L’emploi est forcément abondant dans les secteurs qui ne parviennent pas à recruter, soit parce que les conditions de travail sont difficiles, soit parce que les compétences sont rares. Ce qui est stupide c’est d’y voir un eldorado pour résorber le chômage – ce n’est pas parce que les emplois ne sont pas pourvus qu’on va caser un million de chômeurs !
Par ailleurs ce n’est pas par la formation (les compétences recherchées changent constamment), la subvention ou des agences pour l’emploi qu’on va résoudre le problème. En revanche on pourra remarquer que ces emplois sont pour la plupart liés au « service » et se demander si la notion de service n’est pas de plus en plus incompatible avec la législation sur le travail.

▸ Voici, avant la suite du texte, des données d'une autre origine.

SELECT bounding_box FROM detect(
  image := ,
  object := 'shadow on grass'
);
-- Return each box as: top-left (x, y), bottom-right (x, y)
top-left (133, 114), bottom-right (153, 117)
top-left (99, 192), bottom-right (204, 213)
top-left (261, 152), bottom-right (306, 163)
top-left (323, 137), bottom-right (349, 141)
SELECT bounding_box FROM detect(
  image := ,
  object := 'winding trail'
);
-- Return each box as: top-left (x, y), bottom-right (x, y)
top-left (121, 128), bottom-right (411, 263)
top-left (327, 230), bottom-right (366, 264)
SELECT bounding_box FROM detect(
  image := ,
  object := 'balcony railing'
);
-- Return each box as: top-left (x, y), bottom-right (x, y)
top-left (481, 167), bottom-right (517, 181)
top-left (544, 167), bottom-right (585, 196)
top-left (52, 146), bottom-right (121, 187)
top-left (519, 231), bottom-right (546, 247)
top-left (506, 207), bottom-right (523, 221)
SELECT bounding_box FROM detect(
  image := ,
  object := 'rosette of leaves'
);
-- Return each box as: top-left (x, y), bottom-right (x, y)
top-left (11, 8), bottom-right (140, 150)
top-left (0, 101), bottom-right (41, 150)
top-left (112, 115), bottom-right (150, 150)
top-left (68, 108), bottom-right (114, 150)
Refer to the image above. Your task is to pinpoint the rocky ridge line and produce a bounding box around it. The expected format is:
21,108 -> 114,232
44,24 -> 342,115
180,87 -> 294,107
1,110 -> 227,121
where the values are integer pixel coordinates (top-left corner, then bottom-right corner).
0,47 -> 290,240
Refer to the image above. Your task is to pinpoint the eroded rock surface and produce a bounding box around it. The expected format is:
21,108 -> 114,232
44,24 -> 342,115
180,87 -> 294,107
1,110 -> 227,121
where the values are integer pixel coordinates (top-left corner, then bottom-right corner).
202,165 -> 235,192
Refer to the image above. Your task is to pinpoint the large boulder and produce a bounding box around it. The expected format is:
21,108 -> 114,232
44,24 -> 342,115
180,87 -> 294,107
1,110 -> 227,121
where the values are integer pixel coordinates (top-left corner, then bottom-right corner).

Quand on paye pour un service, c’est pour être totalement déchargé d’un problème, avoir un interlocuteur unique et pas pour être soi-même au service de « fonctionnaires » ou pire d’une mini-administration. Et la législation transforme tous les salariés en fonctionnaires et les entreprises de services en administration en imposant horaires, durée du travail, normes, paperasserie, moyens de transports, salaires, garantie de l’emploi, représentation des salariés …
Effectivement les réglementations tout comme les charges sont des obstacles artificiels et donc à réduire au maximum.
Le secteur IT n’est pas comparable au reste de l’industrie : la productivité peut y être gigantesque : plusieurs millions de $ voir centaine de millions de $ par employé ou absolument ridicule, voire négative pour les startups en phase d’amorçage.
De plus l’influence sur l’emploi par l’usage des nouvelles technologies est largement plus important que la création des solutions numériques elles mêmes : robotisation, automatisation qui tendent à réduire les emplois – diversification, simplification des échanges qui tendent à en créer.